I haven’t written anything in about 2 months time. There’s good reason for that… a lot has happened.
First of all, I celebrated my 25th birthday in November. It’s a big milestone… a quarter of a century. I have no idea how I should have celebrated it, but I spent it with friends having dinner and playing board games. I also spent it dying a little bit on the inside.
Then, as I was getting on with my life and work… I got an email from him again. From C. From the guy who broke my heart a million times into infinitesimally small pieces. Who irrevocably changed me and the course of my life.
At first it started off cautious. He wished me a belated birthday. I thanked him. He asked how I was. I responded with brevity.
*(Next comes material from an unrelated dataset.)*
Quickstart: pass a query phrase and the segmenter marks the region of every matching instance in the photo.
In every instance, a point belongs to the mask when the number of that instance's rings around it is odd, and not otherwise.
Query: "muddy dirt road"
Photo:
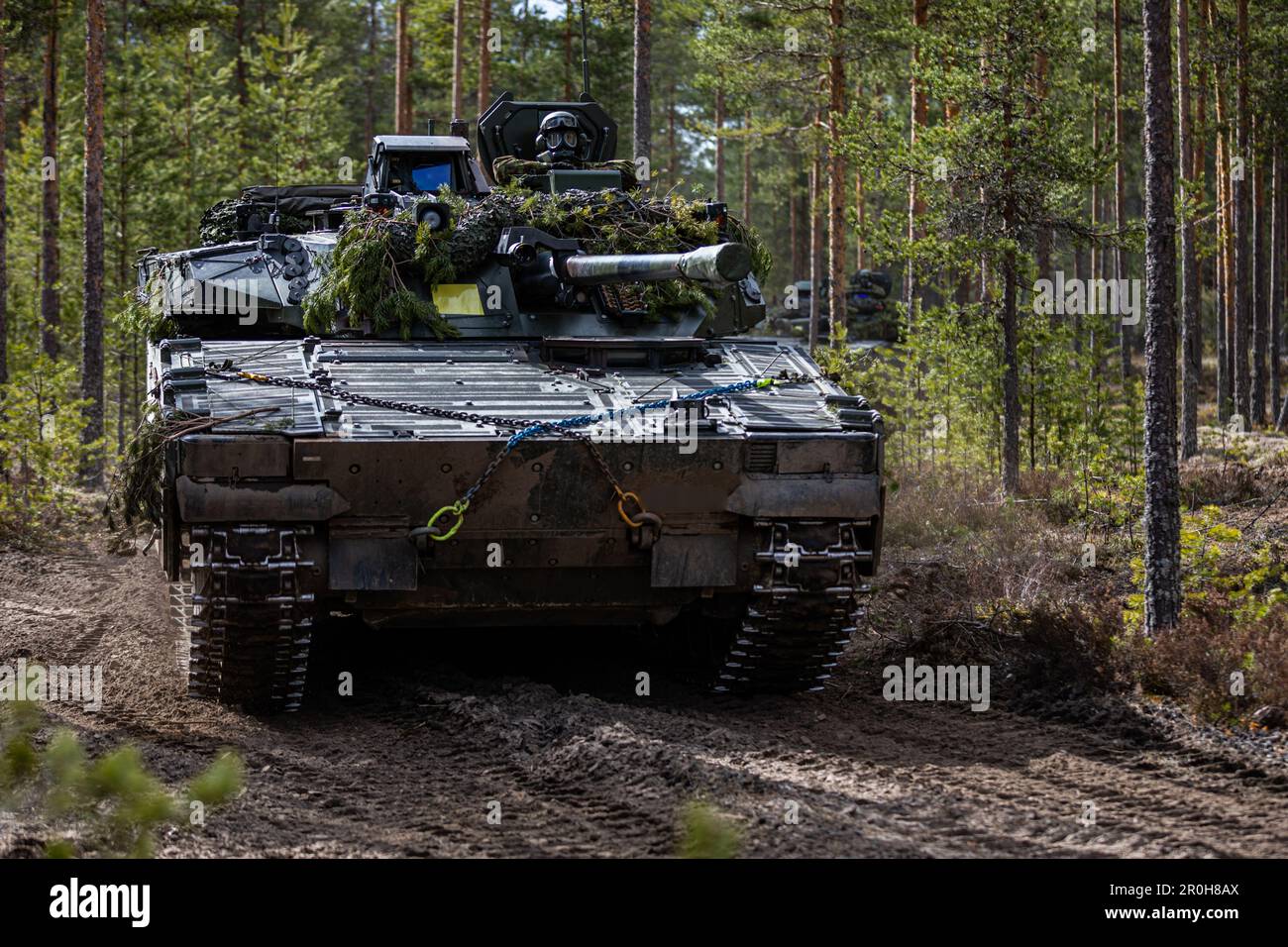
[[[894,703],[857,661],[802,697],[662,671],[638,697],[648,651],[608,633],[355,631],[322,636],[305,711],[256,719],[183,697],[164,589],[153,558],[97,544],[0,554],[0,662],[103,665],[102,711],[50,705],[58,724],[135,743],[173,785],[243,754],[246,792],[161,856],[667,856],[692,799],[750,856],[1288,854],[1283,742],[1173,711]],[[24,818],[0,813],[0,856],[39,852]]]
He told me how he was doing.
And then it was all my fault. I let my curiosity and my hope ignite and I asked him more. So we emailed back and forth for a week. Every couple of hours there’d be an email. Every couple of hours, my hope grew.
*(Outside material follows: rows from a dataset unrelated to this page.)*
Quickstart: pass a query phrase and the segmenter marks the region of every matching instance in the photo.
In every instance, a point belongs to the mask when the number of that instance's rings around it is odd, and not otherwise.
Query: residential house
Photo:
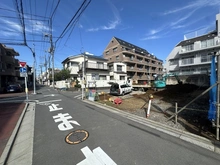
[[[179,75],[184,83],[209,86],[211,58],[220,50],[220,14],[213,31],[199,35],[201,32],[185,35],[166,58],[164,69]]]
[[[19,61],[15,59],[19,56],[13,48],[0,44],[0,92],[4,92],[10,82],[16,82],[20,76]]]
[[[82,87],[110,87],[109,67],[107,60],[103,57],[90,55],[88,53],[79,54],[67,57],[62,64],[64,68],[70,69],[71,79],[78,79]]]
[[[103,52],[108,64],[126,64],[126,74],[133,83],[143,84],[154,80],[155,74],[163,73],[163,61],[147,50],[117,37],[113,37]]]

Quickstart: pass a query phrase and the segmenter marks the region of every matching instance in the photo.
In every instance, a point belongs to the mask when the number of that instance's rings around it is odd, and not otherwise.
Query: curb
[[[197,146],[200,146],[202,148],[205,148],[207,150],[210,150],[212,152],[220,154],[220,142],[217,140],[216,141],[209,140],[209,139],[206,139],[206,138],[201,137],[199,135],[195,135],[195,134],[183,131],[183,130],[179,130],[179,129],[170,127],[168,125],[163,125],[163,124],[156,122],[156,121],[153,121],[153,120],[146,120],[143,117],[140,117],[140,116],[128,113],[128,112],[124,112],[124,111],[121,111],[117,108],[110,107],[108,105],[104,105],[104,104],[101,104],[98,102],[93,102],[93,101],[89,101],[89,100],[83,100],[83,102],[86,102],[88,104],[95,105],[99,108],[104,108],[108,111],[120,114],[121,116],[126,117],[129,120],[138,122],[140,124],[154,128],[160,132],[169,134],[169,135],[174,136],[176,138],[179,138],[181,140],[187,141],[189,143],[195,144]],[[145,120],[143,120],[143,119],[145,119]]]
[[[14,130],[13,130],[13,132],[12,132],[8,142],[7,142],[7,144],[6,144],[6,147],[5,147],[1,157],[0,157],[0,165],[5,165],[7,160],[8,160],[8,157],[10,155],[11,149],[12,149],[13,144],[15,142],[16,136],[18,134],[18,130],[19,130],[20,126],[21,126],[22,120],[24,118],[24,115],[25,115],[25,112],[26,112],[28,106],[29,106],[29,103],[26,103],[26,105],[25,105],[25,107],[24,107],[24,109],[22,111],[22,114],[19,117],[18,122],[17,122],[17,124],[16,124],[16,126],[15,126],[15,128],[14,128]]]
Why do I always do this to myself? Why can’t I say no to him? Why can’t I close the door on him once and for all?
I know that he doesn’t want anything. I know that he’s playing me like a harp. I know that in his eyes this all ended 2 years ago, almost right after it started. I don’t know what I’m thinking. When I start to talk to him, I just forget and I’m happy. I’m so happy. So stupidly happy. It breaks my heart how happy I am, because I know that it won’t last and yet… I still reach for it as often as I can. I still hope. Still.
And now what? Now I look up from all that and I am still alone. I’m the fool. How could I think someone like him would even want to bother with someone like me. How can I think that I am wanted? I somehow managed to trick the world into believing that I am happy and stronger being alone. I wish someone knew the truth was that I am afraid. I am so afraid of being alone that I’ve created a world where I can only ever be alone. Ironic, isn’t it?
i’m not making much sense. I’m still … hurting. I’m still confused. I don’t know what I’m saying. I just know what I feel.